High Court Justice Azizul Azmi Adnan made the decision today, and ruled for the plaintiff to cover costs amounting to RM405,000, which include RM75,000 directed to Apex Equity and its wholly-owned unit JF Apex Securities Bhd, and RM30,000 to Mercury Securities

Lawyer Khor Heng How, who is part of the legal team representing Concrete Parade, told theedgemarkets.com that they have not received direction on whether to appeal against Justice Azizul's decision today.

In summary, Justice Azizul dismissed Concrete Parade's application to void the heads of agreement (HoA) signed between Apex Equity and Mercury Securities, and a business merger agreement (BMA) signed by Apex Equity, JF Apex, and Mercury Securities in 2018.

The judge also dismissed the request for similar declaration on the subscription agreements inked between Apex Equity and seven individuals in relation to the merger proposition.

Additionally, he also dismissed Concrete Parade's application for all share buy-back transactions carried out by Apex Equity in 2005-2017 to be null and void.

Justice Azizul, in making his decision today, said the HoA and the BMA did not breach Section 85 and 223 of the Companies Act 2016.

This took into consideration that Apex Equity shareholders are aware of share dilution effects in relation to the merger proposal, and the pre-emptive rights in relation to issuance of new shares.

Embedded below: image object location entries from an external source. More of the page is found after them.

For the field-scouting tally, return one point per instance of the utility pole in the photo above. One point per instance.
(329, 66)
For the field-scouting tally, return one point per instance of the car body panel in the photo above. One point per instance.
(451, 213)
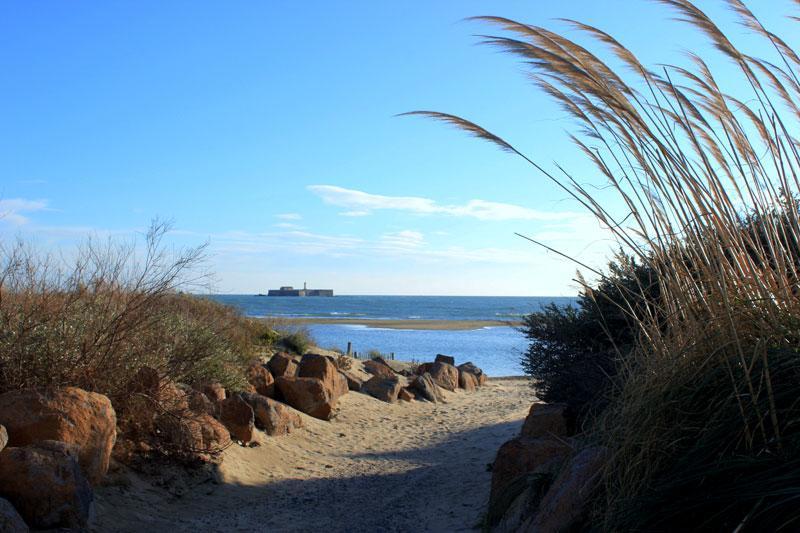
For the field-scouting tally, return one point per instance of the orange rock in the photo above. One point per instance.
(237, 415)
(445, 375)
(271, 416)
(67, 414)
(46, 485)
(308, 395)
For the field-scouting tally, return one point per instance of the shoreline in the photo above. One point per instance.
(417, 324)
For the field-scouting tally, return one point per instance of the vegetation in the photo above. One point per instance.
(702, 429)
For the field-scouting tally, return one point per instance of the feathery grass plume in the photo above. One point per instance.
(705, 418)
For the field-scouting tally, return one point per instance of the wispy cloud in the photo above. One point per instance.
(360, 203)
(289, 216)
(14, 210)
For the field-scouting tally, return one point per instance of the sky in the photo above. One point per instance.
(269, 131)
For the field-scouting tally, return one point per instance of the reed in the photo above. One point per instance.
(705, 419)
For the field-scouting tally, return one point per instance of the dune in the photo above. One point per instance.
(414, 466)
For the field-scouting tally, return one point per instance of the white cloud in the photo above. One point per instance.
(12, 209)
(360, 203)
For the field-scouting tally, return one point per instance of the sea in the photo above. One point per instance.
(496, 349)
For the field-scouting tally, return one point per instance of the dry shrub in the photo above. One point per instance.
(703, 432)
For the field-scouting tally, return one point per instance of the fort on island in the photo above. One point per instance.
(305, 291)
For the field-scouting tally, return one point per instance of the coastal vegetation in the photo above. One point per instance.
(697, 428)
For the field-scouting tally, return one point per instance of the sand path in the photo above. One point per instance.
(375, 468)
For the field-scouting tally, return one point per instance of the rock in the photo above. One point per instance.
(467, 381)
(259, 377)
(427, 388)
(449, 359)
(385, 389)
(445, 375)
(194, 435)
(354, 383)
(324, 369)
(282, 365)
(67, 414)
(470, 368)
(524, 455)
(46, 485)
(545, 420)
(271, 416)
(378, 367)
(3, 437)
(10, 520)
(308, 395)
(237, 415)
(564, 505)
(405, 395)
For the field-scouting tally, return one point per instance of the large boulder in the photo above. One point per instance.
(237, 415)
(545, 420)
(445, 375)
(354, 383)
(10, 520)
(194, 435)
(449, 359)
(378, 367)
(271, 416)
(67, 414)
(259, 377)
(522, 456)
(324, 369)
(427, 388)
(467, 381)
(308, 395)
(385, 389)
(45, 484)
(282, 365)
(470, 368)
(564, 505)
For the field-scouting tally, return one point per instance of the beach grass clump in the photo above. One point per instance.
(699, 169)
(93, 321)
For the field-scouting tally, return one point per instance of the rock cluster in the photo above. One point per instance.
(539, 481)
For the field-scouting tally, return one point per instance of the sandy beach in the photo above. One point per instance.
(451, 325)
(414, 466)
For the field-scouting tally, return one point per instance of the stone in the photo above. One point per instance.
(237, 415)
(385, 389)
(427, 388)
(67, 414)
(467, 381)
(261, 379)
(354, 383)
(405, 395)
(45, 484)
(195, 435)
(10, 520)
(545, 420)
(308, 395)
(272, 416)
(564, 505)
(525, 455)
(214, 391)
(282, 365)
(3, 437)
(470, 368)
(449, 359)
(324, 369)
(445, 375)
(377, 367)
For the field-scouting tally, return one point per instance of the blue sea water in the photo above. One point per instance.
(495, 349)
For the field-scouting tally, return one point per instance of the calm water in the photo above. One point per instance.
(495, 349)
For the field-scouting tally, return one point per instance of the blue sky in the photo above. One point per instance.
(268, 129)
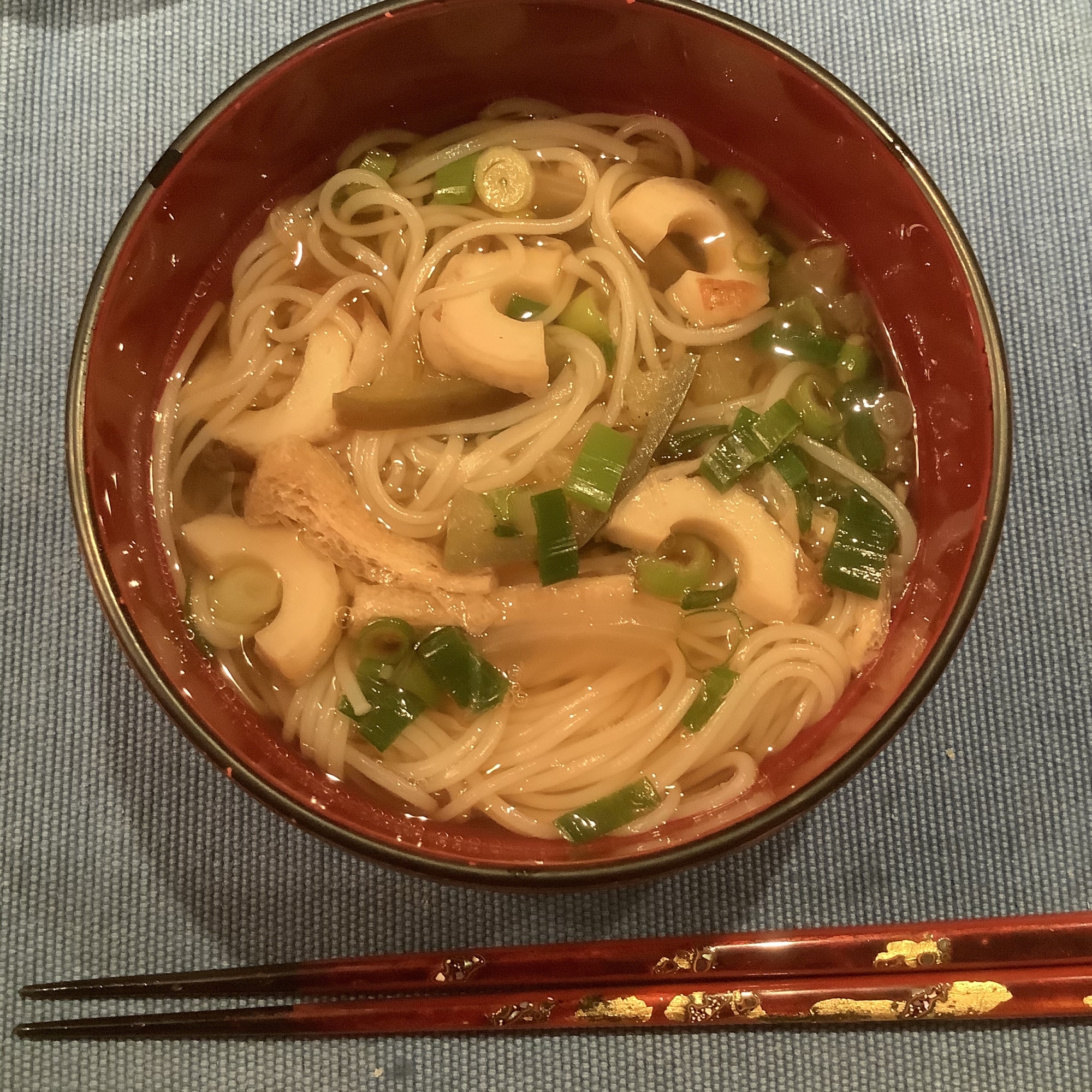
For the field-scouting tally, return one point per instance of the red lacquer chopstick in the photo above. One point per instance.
(1011, 994)
(1042, 941)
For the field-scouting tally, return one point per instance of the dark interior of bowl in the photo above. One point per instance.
(432, 65)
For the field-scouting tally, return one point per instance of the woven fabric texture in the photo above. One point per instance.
(123, 850)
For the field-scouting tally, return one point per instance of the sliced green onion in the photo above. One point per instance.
(411, 674)
(584, 315)
(751, 443)
(609, 813)
(741, 189)
(685, 563)
(715, 689)
(706, 599)
(787, 340)
(856, 360)
(864, 443)
(523, 308)
(777, 425)
(801, 313)
(811, 398)
(559, 559)
(473, 541)
(387, 640)
(599, 468)
(864, 536)
(455, 182)
(789, 465)
(735, 455)
(378, 162)
(393, 708)
(371, 671)
(458, 669)
(501, 502)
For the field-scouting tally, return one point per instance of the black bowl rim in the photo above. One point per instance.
(571, 877)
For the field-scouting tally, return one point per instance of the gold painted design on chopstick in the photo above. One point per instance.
(698, 960)
(701, 1007)
(523, 1013)
(944, 1001)
(459, 970)
(930, 952)
(971, 1000)
(597, 1008)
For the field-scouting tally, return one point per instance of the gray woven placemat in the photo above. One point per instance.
(124, 851)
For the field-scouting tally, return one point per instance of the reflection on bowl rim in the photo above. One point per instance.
(553, 879)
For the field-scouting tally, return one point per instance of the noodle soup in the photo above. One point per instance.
(538, 471)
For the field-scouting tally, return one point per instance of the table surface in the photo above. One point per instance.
(124, 851)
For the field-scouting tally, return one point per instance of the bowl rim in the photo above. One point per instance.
(569, 877)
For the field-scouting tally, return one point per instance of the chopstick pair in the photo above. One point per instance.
(1014, 968)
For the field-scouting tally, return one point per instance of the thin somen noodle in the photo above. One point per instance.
(402, 477)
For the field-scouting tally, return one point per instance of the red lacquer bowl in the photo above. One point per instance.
(743, 98)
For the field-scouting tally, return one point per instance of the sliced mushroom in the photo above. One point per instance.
(305, 630)
(472, 337)
(737, 281)
(734, 521)
(330, 365)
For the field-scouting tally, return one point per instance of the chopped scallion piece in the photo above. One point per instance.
(856, 360)
(609, 813)
(689, 443)
(742, 189)
(811, 397)
(559, 559)
(393, 710)
(735, 455)
(777, 425)
(455, 182)
(789, 341)
(458, 669)
(583, 314)
(378, 162)
(520, 307)
(410, 674)
(864, 443)
(599, 468)
(864, 537)
(752, 442)
(387, 640)
(685, 563)
(706, 599)
(501, 502)
(715, 689)
(789, 465)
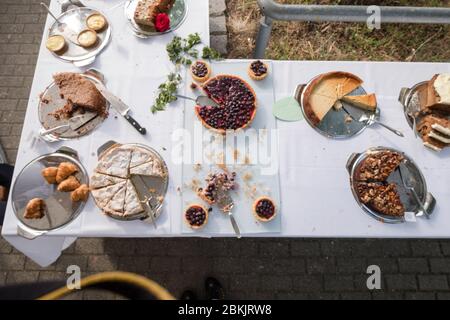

Additionally, Apex Equity's extraordinary general meeting which approved the proposal, carried the will of the majority of the shareholders.

"The company cannot obtain shareholders' approval before the agreement in principal [of the proposal], or that will destroy the confidentiality surrounding the transaction," Justice Azizul added.

Section 85 underlines the pre-emptive rights to new shares in a company, while Section 223 underlines the approval of company required for disposal by directors of company's undertaking.

He also found no oppression against shareholders in the manner which Apex Equity conducted its share buy-backs in 2005-2017.

This is because the company made the necessarily rectification by seeking validation order for the transactions as soon as the company found that its memorandum and articles of association did not provide the company with the requisite authority to conduct the buy-backs in the past.

Concrete Parade, which owns a 4.17% stake in Apex Equity, filed the OS on Feb 25, 2019.

The OS was filed against 16 parties, namely Apex Equity, five of its directors and its former executive director Zulazman Zulkifli, JF Apex, Mercury Securities, and the seven individuals who will take up 20 million new shares in Apex Equity in relation to the merger proposal.

Under the BMA, Apex Equity will be taking over Mercury Securities' stockbroking, corporate advisory and other related businesses for RM140 million, and transfer them to JF Apex.

Of the proposed consideration, RM48 million will be settled in cash, while RM92 million will be satisfied via the issuance of new shares, according to Apex Equity's stock exchange filing.